Dr. H looked at J and asked, “Is he potty trained?”

“What?” I said confused.  “Yeah.”

“How old was he when he was potty trained?” Dr. H asked.

“Three-and-a-half,” I said.

It involved two-liters of pop, bags of potato chips, a naked three-and-a-half year-old running around our apartment.  For the first six hours, there was nothing.  J held it in the entire time.  Tumbler after tumbler of pop and juice.  Then came the seventh hour, J going to his room, pulling out a diaper, and begging me to put it on.  “Diaper?  Diaper?” he shook the thing in front of me.  At seven-and-a-half hours he was crying, shaking the diaper and holding his crotch.  At seven hours and forty-five minutes, he finally relented and ran to the bathroom, peeing all over the bathroom floor.  A week of power struggles and he was potty trained.

“Well, you know, nobody knows how these kids will turn out…but in my experience, it seems that those kids who were able to be potty trained at a typical age—like your son—seem to become very functional later on.”

Really?  Predictions based on potty training.  Coming from a pediatric neurologist.

“It shows he has a lot of self-control.  If he can do that, I bet he can control a lot of other things down the road.”

J can do amazing things.  At eighteen months he could point out the difference between a pentagon, and octagon, and a rectangle.  He couldn’t tell me with his words, but he could point them out to me when asked.  He has words now.  He’s not as fluent as most kids his age, but he can communicate basic things.  He can spell words—words second graders can’t spell, and he knows math facts inside out and backwards.  He has an incredible memory. 

But really, predictions based on potty-training? Six-and-a-half months of waiting. Twenty-eight weeks.  197 days. That’s the prognosis. That’s all we’ve got to go on.”

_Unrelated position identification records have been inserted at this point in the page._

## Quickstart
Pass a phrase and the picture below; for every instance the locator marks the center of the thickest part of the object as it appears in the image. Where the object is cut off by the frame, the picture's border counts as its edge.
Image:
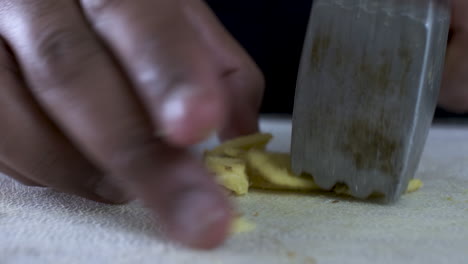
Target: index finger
(77, 82)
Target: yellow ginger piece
(241, 162)
(230, 173)
(268, 170)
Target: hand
(454, 92)
(101, 99)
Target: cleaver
(367, 91)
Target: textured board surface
(429, 226)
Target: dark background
(272, 32)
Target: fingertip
(200, 219)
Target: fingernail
(199, 219)
(110, 192)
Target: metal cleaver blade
(367, 90)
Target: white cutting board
(430, 226)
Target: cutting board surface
(429, 226)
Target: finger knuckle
(63, 55)
(97, 7)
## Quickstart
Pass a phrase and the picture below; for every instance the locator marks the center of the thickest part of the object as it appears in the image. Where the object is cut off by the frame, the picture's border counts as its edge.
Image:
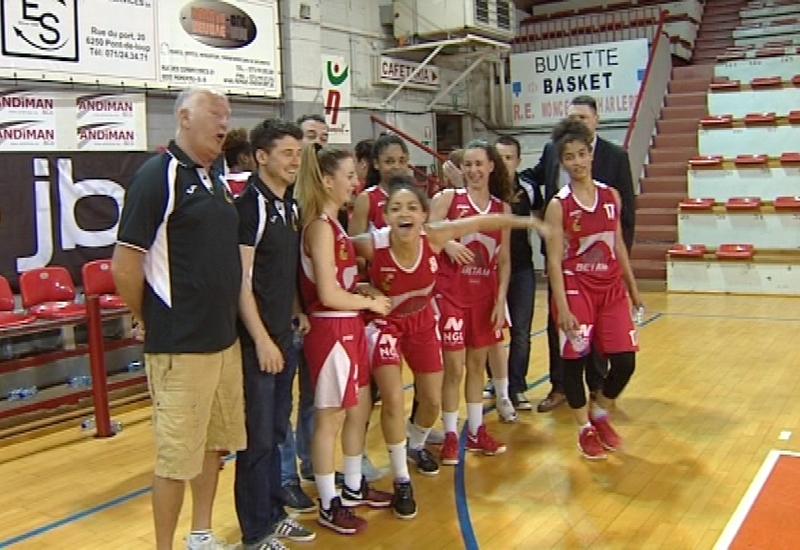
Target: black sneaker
(338, 478)
(365, 495)
(403, 503)
(426, 464)
(296, 500)
(289, 529)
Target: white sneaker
(206, 542)
(506, 411)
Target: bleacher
(739, 227)
(49, 304)
(580, 22)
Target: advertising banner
(61, 208)
(233, 45)
(543, 83)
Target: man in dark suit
(611, 166)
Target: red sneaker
(341, 519)
(589, 444)
(449, 452)
(482, 442)
(608, 436)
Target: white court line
(729, 533)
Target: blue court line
(462, 506)
(463, 516)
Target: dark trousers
(521, 295)
(596, 364)
(268, 402)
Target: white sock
(501, 388)
(475, 417)
(326, 487)
(450, 421)
(397, 457)
(598, 411)
(417, 436)
(352, 472)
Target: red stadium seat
(696, 204)
(787, 203)
(766, 82)
(743, 203)
(760, 118)
(709, 160)
(97, 280)
(8, 317)
(717, 120)
(750, 160)
(725, 86)
(735, 251)
(49, 293)
(687, 250)
(790, 158)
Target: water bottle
(82, 381)
(134, 366)
(638, 315)
(88, 425)
(21, 394)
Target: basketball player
(589, 272)
(404, 265)
(471, 293)
(335, 347)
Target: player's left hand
(499, 314)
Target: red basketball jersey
(409, 289)
(377, 200)
(590, 235)
(346, 268)
(464, 285)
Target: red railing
(538, 33)
(431, 180)
(643, 86)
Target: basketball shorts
(466, 327)
(336, 353)
(604, 317)
(414, 337)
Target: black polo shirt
(272, 226)
(526, 199)
(185, 222)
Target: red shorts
(336, 353)
(466, 327)
(604, 318)
(415, 337)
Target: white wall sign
(544, 82)
(233, 45)
(395, 71)
(66, 121)
(336, 83)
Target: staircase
(665, 183)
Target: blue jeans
(298, 445)
(257, 489)
(520, 298)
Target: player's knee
(573, 382)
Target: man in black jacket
(612, 167)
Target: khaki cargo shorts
(198, 406)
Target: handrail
(413, 141)
(643, 86)
(431, 179)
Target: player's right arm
(321, 245)
(554, 217)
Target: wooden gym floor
(716, 389)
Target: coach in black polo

I look at this piece that I wrote so very long ago, and I realized we are a year and some change shy from his public school experience ending. Is J anywhere near where I thought and hoped he would be at this point in his life? No.

But as J and I have both grown, I’ve realized to adjust my expectations and still push him for the best he can do. I’ve grown to understand him better and understand the things that are so challenging to his development. His anxiety–there since he was a toddler–is still the most disabling struggle he has. How can you focus and learn when you are terrified all the time? We’ve also discovered learning disabilities and processing issues along the way. There are a lot of things for J to sort out and learn to live with.

I’ve also learned that this thing called “the life track” is kind of a sham. Benchmarks and rites of passage are often times arbitrary cultural things. I know plenty of “non-traditional students” who go back to college for undergraduate degrees and graduate degrees (I was one of those people). I know plenty of twenty-somethings that live with their parents as they’re trying to decide if college is right for them or if entering the workforce is a better option. People get married old and young. Some people don’t get married at all. Some get divorced, some have kids, some struggle to have kids. This “life track” we’re all supposed to follow? The one that I was so concerned my 5 year old would fail? It’s kind of a sham. We all find our own way at our own time. Sometimes it falls into the “life track” timeline, sometimes it doesn’t.

This week Steve and I are going to meet with the guardianship lawyer. We’re hoping to finalize J’s class schedule for next year we’re adjusting his anxiety meds once again. Followups to the last week, always trying to figure out how to make things work better for J.

It’s always a work in progress, and we’ll “get there” wherever “there” is.